We don't want to be limited by Flinks release cycle, both when it comes
to providing new features but also when it comes to making breaking changes.
This implies that we may end up having several _variants_ of a connector
that are compatible with a given Flink version (e.g., 1.0.0, 2.0.0).
b)
With a) in mind we need to integrate the concept of supported Flink
versions _somehow_ into the version scheme.
c)
We need a branch structure that actually supports a).
d)
This is not obvious; depending on how you implement c) the main branch
becomes pointless. See my proposal for examples.
# My proposal
a)
Only the last 2 versions of a connector are supported per Flink version,
with only the latest version receiving new features.
E.g., assuming connector version 1,2 and 3 exist for Flink version X:
1 is not supported; 2 gets patches; 3 gets features and patches.
Note: This only provides value if we have significantly more minor than
major releases. We should maybe impose a limit of 2 major releases per
Flink version.
This a compromise in keeping the number of supported versions low
(max=4) without immediately forcing users to buy into breaking changes
in the connector.
b)
Let's clarify our requirements.
1) We need to be able to create different variant for a given Flink
version, in case some API got changed or a useful feature was added
2) We want to be able to create a new variant for an an existing Flink
version, to speed up the evolution of the connector.

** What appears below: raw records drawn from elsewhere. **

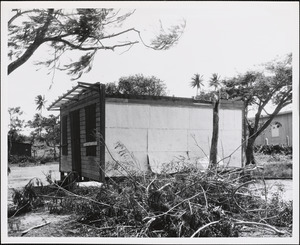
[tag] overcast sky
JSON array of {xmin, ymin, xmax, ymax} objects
[{"xmin": 1, "ymin": 1, "xmax": 299, "ymax": 133}]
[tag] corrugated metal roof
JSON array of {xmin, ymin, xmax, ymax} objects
[
  {"xmin": 47, "ymin": 82, "xmax": 100, "ymax": 111},
  {"xmin": 248, "ymin": 110, "xmax": 292, "ymax": 120}
]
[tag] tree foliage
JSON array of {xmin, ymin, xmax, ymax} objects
[
  {"xmin": 224, "ymin": 53, "xmax": 292, "ymax": 164},
  {"xmin": 196, "ymin": 90, "xmax": 229, "ymax": 101},
  {"xmin": 209, "ymin": 73, "xmax": 221, "ymax": 91},
  {"xmin": 28, "ymin": 114, "xmax": 60, "ymax": 158},
  {"xmin": 106, "ymin": 74, "xmax": 168, "ymax": 96},
  {"xmin": 190, "ymin": 73, "xmax": 204, "ymax": 97},
  {"xmin": 27, "ymin": 113, "xmax": 44, "ymax": 141},
  {"xmin": 35, "ymin": 94, "xmax": 47, "ymax": 113},
  {"xmin": 8, "ymin": 107, "xmax": 25, "ymax": 142},
  {"xmin": 8, "ymin": 8, "xmax": 185, "ymax": 78}
]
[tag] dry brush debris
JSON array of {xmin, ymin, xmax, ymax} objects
[{"xmin": 10, "ymin": 164, "xmax": 290, "ymax": 237}]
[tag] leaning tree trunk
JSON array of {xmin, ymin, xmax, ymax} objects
[
  {"xmin": 209, "ymin": 98, "xmax": 219, "ymax": 169},
  {"xmin": 245, "ymin": 136, "xmax": 256, "ymax": 165}
]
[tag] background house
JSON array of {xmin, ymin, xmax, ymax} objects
[{"xmin": 252, "ymin": 110, "xmax": 292, "ymax": 146}]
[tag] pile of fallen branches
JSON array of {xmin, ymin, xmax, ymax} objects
[{"xmin": 45, "ymin": 165, "xmax": 292, "ymax": 237}]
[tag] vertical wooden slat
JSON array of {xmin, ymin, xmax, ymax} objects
[
  {"xmin": 70, "ymin": 109, "xmax": 81, "ymax": 178},
  {"xmin": 242, "ymin": 103, "xmax": 246, "ymax": 167},
  {"xmin": 85, "ymin": 103, "xmax": 97, "ymax": 156},
  {"xmin": 59, "ymin": 111, "xmax": 62, "ymax": 177},
  {"xmin": 99, "ymin": 84, "xmax": 106, "ymax": 181},
  {"xmin": 61, "ymin": 115, "xmax": 68, "ymax": 155}
]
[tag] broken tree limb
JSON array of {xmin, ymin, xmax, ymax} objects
[
  {"xmin": 143, "ymin": 192, "xmax": 203, "ymax": 221},
  {"xmin": 21, "ymin": 221, "xmax": 51, "ymax": 236},
  {"xmin": 191, "ymin": 220, "xmax": 220, "ymax": 237},
  {"xmin": 233, "ymin": 219, "xmax": 286, "ymax": 235}
]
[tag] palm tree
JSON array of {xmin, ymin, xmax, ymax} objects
[
  {"xmin": 190, "ymin": 73, "xmax": 204, "ymax": 97},
  {"xmin": 35, "ymin": 95, "xmax": 47, "ymax": 116},
  {"xmin": 209, "ymin": 73, "xmax": 221, "ymax": 168},
  {"xmin": 209, "ymin": 73, "xmax": 221, "ymax": 91},
  {"xmin": 35, "ymin": 95, "xmax": 46, "ymax": 138}
]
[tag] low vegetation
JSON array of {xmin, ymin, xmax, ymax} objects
[
  {"xmin": 254, "ymin": 145, "xmax": 292, "ymax": 156},
  {"xmin": 254, "ymin": 152, "xmax": 292, "ymax": 179},
  {"xmin": 8, "ymin": 155, "xmax": 58, "ymax": 165}
]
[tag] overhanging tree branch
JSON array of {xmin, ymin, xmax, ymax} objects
[
  {"xmin": 7, "ymin": 8, "xmax": 185, "ymax": 76},
  {"xmin": 44, "ymin": 36, "xmax": 139, "ymax": 51},
  {"xmin": 8, "ymin": 9, "xmax": 54, "ymax": 75},
  {"xmin": 8, "ymin": 9, "xmax": 43, "ymax": 26}
]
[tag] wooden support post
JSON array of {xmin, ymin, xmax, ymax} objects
[
  {"xmin": 60, "ymin": 172, "xmax": 65, "ymax": 181},
  {"xmin": 241, "ymin": 103, "xmax": 246, "ymax": 167},
  {"xmin": 265, "ymin": 138, "xmax": 269, "ymax": 145},
  {"xmin": 99, "ymin": 84, "xmax": 106, "ymax": 182},
  {"xmin": 286, "ymin": 135, "xmax": 290, "ymax": 146}
]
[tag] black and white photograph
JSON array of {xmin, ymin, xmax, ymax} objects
[{"xmin": 1, "ymin": 1, "xmax": 299, "ymax": 244}]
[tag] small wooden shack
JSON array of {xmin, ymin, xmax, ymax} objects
[
  {"xmin": 8, "ymin": 141, "xmax": 32, "ymax": 157},
  {"xmin": 48, "ymin": 82, "xmax": 244, "ymax": 182}
]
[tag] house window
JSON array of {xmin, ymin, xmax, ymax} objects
[
  {"xmin": 85, "ymin": 103, "xmax": 97, "ymax": 156},
  {"xmin": 61, "ymin": 115, "xmax": 68, "ymax": 155},
  {"xmin": 271, "ymin": 121, "xmax": 282, "ymax": 137}
]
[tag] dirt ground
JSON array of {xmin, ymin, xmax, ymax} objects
[
  {"xmin": 6, "ymin": 162, "xmax": 106, "ymax": 238},
  {"xmin": 8, "ymin": 208, "xmax": 74, "ymax": 237},
  {"xmin": 7, "ymin": 162, "xmax": 60, "ymax": 206},
  {"xmin": 8, "ymin": 162, "xmax": 60, "ymax": 189}
]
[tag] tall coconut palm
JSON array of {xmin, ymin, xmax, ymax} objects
[
  {"xmin": 190, "ymin": 73, "xmax": 204, "ymax": 97},
  {"xmin": 35, "ymin": 95, "xmax": 47, "ymax": 116},
  {"xmin": 35, "ymin": 95, "xmax": 46, "ymax": 138},
  {"xmin": 209, "ymin": 73, "xmax": 221, "ymax": 91},
  {"xmin": 209, "ymin": 73, "xmax": 221, "ymax": 168}
]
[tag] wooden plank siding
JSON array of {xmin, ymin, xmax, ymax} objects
[{"xmin": 60, "ymin": 89, "xmax": 102, "ymax": 181}]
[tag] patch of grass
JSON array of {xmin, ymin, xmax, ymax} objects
[
  {"xmin": 255, "ymin": 153, "xmax": 292, "ymax": 179},
  {"xmin": 8, "ymin": 155, "xmax": 37, "ymax": 164},
  {"xmin": 263, "ymin": 163, "xmax": 292, "ymax": 179}
]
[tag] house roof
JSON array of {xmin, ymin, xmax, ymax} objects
[
  {"xmin": 48, "ymin": 82, "xmax": 244, "ymax": 111},
  {"xmin": 248, "ymin": 110, "xmax": 292, "ymax": 120},
  {"xmin": 47, "ymin": 82, "xmax": 100, "ymax": 111},
  {"xmin": 260, "ymin": 110, "xmax": 292, "ymax": 119}
]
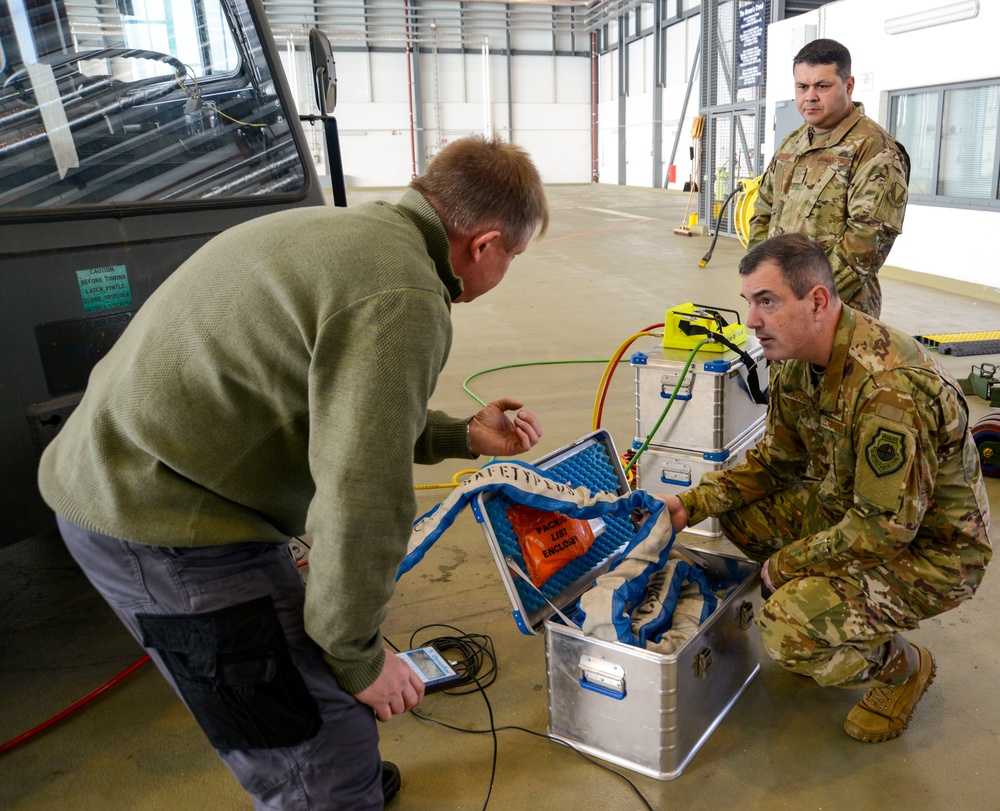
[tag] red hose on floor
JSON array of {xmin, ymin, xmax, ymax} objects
[
  {"xmin": 0, "ymin": 554, "xmax": 311, "ymax": 756},
  {"xmin": 0, "ymin": 655, "xmax": 150, "ymax": 755}
]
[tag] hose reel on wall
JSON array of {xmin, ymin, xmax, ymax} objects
[{"xmin": 695, "ymin": 174, "xmax": 761, "ymax": 268}]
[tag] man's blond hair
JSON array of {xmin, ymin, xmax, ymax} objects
[{"xmin": 410, "ymin": 134, "xmax": 549, "ymax": 249}]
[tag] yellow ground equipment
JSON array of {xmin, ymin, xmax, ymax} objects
[{"xmin": 662, "ymin": 303, "xmax": 747, "ymax": 352}]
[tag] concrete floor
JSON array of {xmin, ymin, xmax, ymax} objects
[{"xmin": 2, "ymin": 185, "xmax": 999, "ymax": 810}]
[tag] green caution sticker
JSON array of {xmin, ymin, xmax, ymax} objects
[
  {"xmin": 76, "ymin": 265, "xmax": 132, "ymax": 313},
  {"xmin": 865, "ymin": 428, "xmax": 906, "ymax": 477}
]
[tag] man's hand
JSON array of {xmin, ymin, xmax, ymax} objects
[
  {"xmin": 468, "ymin": 398, "xmax": 542, "ymax": 456},
  {"xmin": 354, "ymin": 649, "xmax": 425, "ymax": 722},
  {"xmin": 760, "ymin": 558, "xmax": 776, "ymax": 598},
  {"xmin": 659, "ymin": 494, "xmax": 690, "ymax": 533}
]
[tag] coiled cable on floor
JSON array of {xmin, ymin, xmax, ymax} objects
[{"xmin": 386, "ymin": 625, "xmax": 499, "ymax": 810}]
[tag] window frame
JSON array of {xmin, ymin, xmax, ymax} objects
[
  {"xmin": 0, "ymin": 0, "xmax": 315, "ymax": 221},
  {"xmin": 889, "ymin": 77, "xmax": 1000, "ymax": 211}
]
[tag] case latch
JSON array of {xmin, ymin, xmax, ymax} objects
[
  {"xmin": 695, "ymin": 646, "xmax": 714, "ymax": 678},
  {"xmin": 738, "ymin": 600, "xmax": 755, "ymax": 631},
  {"xmin": 578, "ymin": 655, "xmax": 626, "ymax": 699}
]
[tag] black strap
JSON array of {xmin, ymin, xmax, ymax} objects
[{"xmin": 678, "ymin": 321, "xmax": 769, "ymax": 405}]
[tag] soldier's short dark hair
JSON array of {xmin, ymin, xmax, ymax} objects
[
  {"xmin": 793, "ymin": 38, "xmax": 851, "ymax": 83},
  {"xmin": 739, "ymin": 234, "xmax": 837, "ymax": 299},
  {"xmin": 410, "ymin": 134, "xmax": 549, "ymax": 250}
]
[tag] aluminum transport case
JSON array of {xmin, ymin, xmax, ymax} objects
[
  {"xmin": 632, "ymin": 337, "xmax": 768, "ymax": 454},
  {"xmin": 471, "ymin": 431, "xmax": 761, "ymax": 780},
  {"xmin": 634, "ymin": 419, "xmax": 766, "ymax": 537}
]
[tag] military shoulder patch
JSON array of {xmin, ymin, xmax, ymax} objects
[
  {"xmin": 855, "ymin": 416, "xmax": 916, "ymax": 513},
  {"xmin": 865, "ymin": 428, "xmax": 906, "ymax": 477},
  {"xmin": 889, "ymin": 181, "xmax": 906, "ymax": 207}
]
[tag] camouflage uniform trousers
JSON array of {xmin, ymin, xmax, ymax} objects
[{"xmin": 718, "ymin": 483, "xmax": 923, "ymax": 689}]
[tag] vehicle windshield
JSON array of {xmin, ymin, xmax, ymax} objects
[{"xmin": 0, "ymin": 0, "xmax": 307, "ymax": 211}]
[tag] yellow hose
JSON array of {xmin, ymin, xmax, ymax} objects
[
  {"xmin": 591, "ymin": 330, "xmax": 655, "ymax": 430},
  {"xmin": 734, "ymin": 175, "xmax": 762, "ymax": 247},
  {"xmin": 415, "ymin": 468, "xmax": 480, "ymax": 491}
]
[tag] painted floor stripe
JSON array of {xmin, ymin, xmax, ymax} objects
[{"xmin": 578, "ymin": 206, "xmax": 653, "ymax": 221}]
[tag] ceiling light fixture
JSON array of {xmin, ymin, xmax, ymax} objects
[{"xmin": 885, "ymin": 0, "xmax": 979, "ymax": 35}]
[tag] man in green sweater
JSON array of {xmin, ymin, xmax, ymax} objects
[{"xmin": 38, "ymin": 134, "xmax": 549, "ymax": 809}]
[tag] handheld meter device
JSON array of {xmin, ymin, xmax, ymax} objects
[{"xmin": 397, "ymin": 646, "xmax": 461, "ymax": 693}]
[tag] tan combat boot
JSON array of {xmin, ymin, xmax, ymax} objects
[{"xmin": 843, "ymin": 639, "xmax": 936, "ymax": 743}]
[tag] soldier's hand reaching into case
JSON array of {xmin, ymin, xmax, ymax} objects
[{"xmin": 660, "ymin": 494, "xmax": 690, "ymax": 532}]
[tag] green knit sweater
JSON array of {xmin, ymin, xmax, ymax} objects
[{"xmin": 38, "ymin": 190, "xmax": 476, "ymax": 693}]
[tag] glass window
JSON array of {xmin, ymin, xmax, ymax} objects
[
  {"xmin": 890, "ymin": 79, "xmax": 1000, "ymax": 208},
  {"xmin": 939, "ymin": 85, "xmax": 999, "ymax": 198},
  {"xmin": 0, "ymin": 0, "xmax": 307, "ymax": 212},
  {"xmin": 890, "ymin": 90, "xmax": 939, "ymax": 196}
]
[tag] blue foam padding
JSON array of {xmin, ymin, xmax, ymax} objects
[{"xmin": 482, "ymin": 441, "xmax": 636, "ymax": 617}]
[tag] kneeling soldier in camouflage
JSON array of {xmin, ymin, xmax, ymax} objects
[{"xmin": 663, "ymin": 233, "xmax": 992, "ymax": 742}]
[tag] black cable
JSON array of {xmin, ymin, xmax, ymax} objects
[
  {"xmin": 387, "ymin": 625, "xmax": 498, "ymax": 809},
  {"xmin": 410, "ymin": 713, "xmax": 655, "ymax": 811},
  {"xmin": 469, "ymin": 671, "xmax": 498, "ymax": 811},
  {"xmin": 390, "ymin": 624, "xmax": 653, "ymax": 810},
  {"xmin": 407, "ymin": 624, "xmax": 498, "ymax": 694},
  {"xmin": 698, "ymin": 182, "xmax": 743, "ymax": 268}
]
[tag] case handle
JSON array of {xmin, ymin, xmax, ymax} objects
[
  {"xmin": 578, "ymin": 655, "xmax": 626, "ymax": 700},
  {"xmin": 695, "ymin": 646, "xmax": 714, "ymax": 678}
]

In my eyes this leads to a the obvious version schema:
<major.minor.patch connector version>-<major.minor supported Flink version>
If a particular connector is compatible with multiple Flink versions
we'll just duplicate the maven deployment with different Flink version
suffixes.
This is perfectly fine and in practice we did that with the Scala
suffixes already.
c)
vmajor.minor-flink-major.flink-minor
E.g., v1.0-1.15; v1.1-1.15
It must be obvious for us which branches use which Flink/connector
version, because we must ensure that all variants of a connector across
all Flink versions are similar, as should all connectors for a
particular Flink version.
d)
The main branch will not have any purpose for the development. Let me
explain:
A change that lands in the main branch would either
1) add support for a new Flink version to an existing connector variant
(e.g., 1.0-1.15 exists, now we add 1.0-1.16), but this is better
implemented by forking the 1.0-1.15 branch
2) add a new connector variant (e.g., 1.0-1.15 exists, now we add
2.0-1.15), but this is again beter implemented by forking the 1.9-1.15
branch.
In short I can't think of a single case where the main branch provides
value.
As such I'd relegate it to a sort of landing / documentation page.